Laat ik maar enkele zinnen citeren die me in het relaas bijzonder troffen: ‘Het
is goed dat mensen ook achter tralies mensen blijven.’ Het motto boven het
hoofdstuk ‘Vladimirka’: ‘Ik zal een waarheid over jou vertellen waar leugens bij
verbleken.’
Titel van de achtste paragraaf van dat hoofdstuk: ‘Het is moeilijk mens te
blijven.’ Lichamelijk gehavend - hij is onder meer stokdoof geworden - verlaat
Martsjenko na zes jaar het kamp. Hij krijgt dan van Joeli Daniel, nog niet zo
lang zijn medegevangene, in een boek de volgende opdracht mee:
Je bent doof als een pot,
Maar je ziet meer dan ooit.
Wie kan op zo'n meevaller bogen?
Niet ieder die ziet heeft ook ogen.
Martsjenko is inmiddels weer verdwenen (en weer teruggekeerd) in de verte van
kampen en gevangenissen.
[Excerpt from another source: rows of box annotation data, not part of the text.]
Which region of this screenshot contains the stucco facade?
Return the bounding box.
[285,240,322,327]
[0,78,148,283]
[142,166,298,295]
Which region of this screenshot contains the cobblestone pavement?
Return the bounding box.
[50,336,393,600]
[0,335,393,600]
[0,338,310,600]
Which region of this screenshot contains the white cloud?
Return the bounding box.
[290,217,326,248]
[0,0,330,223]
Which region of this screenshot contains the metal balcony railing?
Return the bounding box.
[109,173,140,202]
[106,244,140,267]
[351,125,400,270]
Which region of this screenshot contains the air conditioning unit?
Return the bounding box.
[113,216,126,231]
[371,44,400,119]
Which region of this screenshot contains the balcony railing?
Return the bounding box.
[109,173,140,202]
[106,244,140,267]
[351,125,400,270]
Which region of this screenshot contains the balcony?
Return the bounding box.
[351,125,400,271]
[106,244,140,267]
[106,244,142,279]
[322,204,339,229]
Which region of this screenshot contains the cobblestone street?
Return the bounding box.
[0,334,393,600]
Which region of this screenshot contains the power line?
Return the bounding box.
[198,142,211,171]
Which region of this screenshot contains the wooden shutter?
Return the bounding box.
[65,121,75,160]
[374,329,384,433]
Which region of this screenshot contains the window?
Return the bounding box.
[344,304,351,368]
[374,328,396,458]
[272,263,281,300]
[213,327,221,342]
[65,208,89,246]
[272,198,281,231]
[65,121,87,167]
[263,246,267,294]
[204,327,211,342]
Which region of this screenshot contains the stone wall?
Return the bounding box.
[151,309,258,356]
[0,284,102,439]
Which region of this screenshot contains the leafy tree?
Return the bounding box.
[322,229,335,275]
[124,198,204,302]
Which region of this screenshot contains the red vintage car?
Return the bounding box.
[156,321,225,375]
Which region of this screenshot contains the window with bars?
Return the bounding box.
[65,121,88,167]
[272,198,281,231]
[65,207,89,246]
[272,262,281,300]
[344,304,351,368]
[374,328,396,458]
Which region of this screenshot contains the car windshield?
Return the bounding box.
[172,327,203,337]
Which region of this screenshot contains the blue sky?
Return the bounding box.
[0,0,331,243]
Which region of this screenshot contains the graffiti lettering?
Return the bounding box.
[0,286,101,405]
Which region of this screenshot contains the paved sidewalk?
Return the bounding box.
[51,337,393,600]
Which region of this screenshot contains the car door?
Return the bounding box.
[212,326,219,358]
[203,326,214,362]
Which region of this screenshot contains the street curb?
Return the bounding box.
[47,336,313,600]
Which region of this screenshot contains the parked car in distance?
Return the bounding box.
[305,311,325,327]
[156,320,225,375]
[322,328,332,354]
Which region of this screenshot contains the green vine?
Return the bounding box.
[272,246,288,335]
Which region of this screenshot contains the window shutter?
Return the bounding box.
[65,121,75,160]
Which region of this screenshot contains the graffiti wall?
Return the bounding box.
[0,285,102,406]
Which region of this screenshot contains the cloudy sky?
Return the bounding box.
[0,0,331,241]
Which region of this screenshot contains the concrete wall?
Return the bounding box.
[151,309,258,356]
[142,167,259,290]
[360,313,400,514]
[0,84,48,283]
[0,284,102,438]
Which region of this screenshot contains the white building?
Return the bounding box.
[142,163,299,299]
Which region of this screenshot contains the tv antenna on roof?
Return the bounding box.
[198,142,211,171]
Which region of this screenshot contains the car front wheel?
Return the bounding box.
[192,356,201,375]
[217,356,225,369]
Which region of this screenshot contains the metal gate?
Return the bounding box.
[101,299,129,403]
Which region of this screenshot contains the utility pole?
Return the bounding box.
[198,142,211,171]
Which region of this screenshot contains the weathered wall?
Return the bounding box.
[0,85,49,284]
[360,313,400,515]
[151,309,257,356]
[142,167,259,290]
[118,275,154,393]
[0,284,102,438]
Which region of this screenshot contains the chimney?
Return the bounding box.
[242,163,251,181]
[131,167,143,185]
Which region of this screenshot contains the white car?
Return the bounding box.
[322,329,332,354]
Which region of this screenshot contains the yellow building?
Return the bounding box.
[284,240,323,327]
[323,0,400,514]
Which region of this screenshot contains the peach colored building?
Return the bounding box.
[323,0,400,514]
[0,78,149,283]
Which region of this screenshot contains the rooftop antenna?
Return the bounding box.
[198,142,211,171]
Wie zo scherpe ogen heeft dat hij de achterkant van een
systeem ziet en het vermogen bezit het anderen te laten zien, moet | |
| |
verdwijnen. Hij toont de werkelijkheid van wat als een kunstprodukt, roman,
door de officiële instanties wordt getoond. Want de haters van literatuur die
dictatoren zijn, zijn zelf de kwalijkste bedrijvers van literatuur.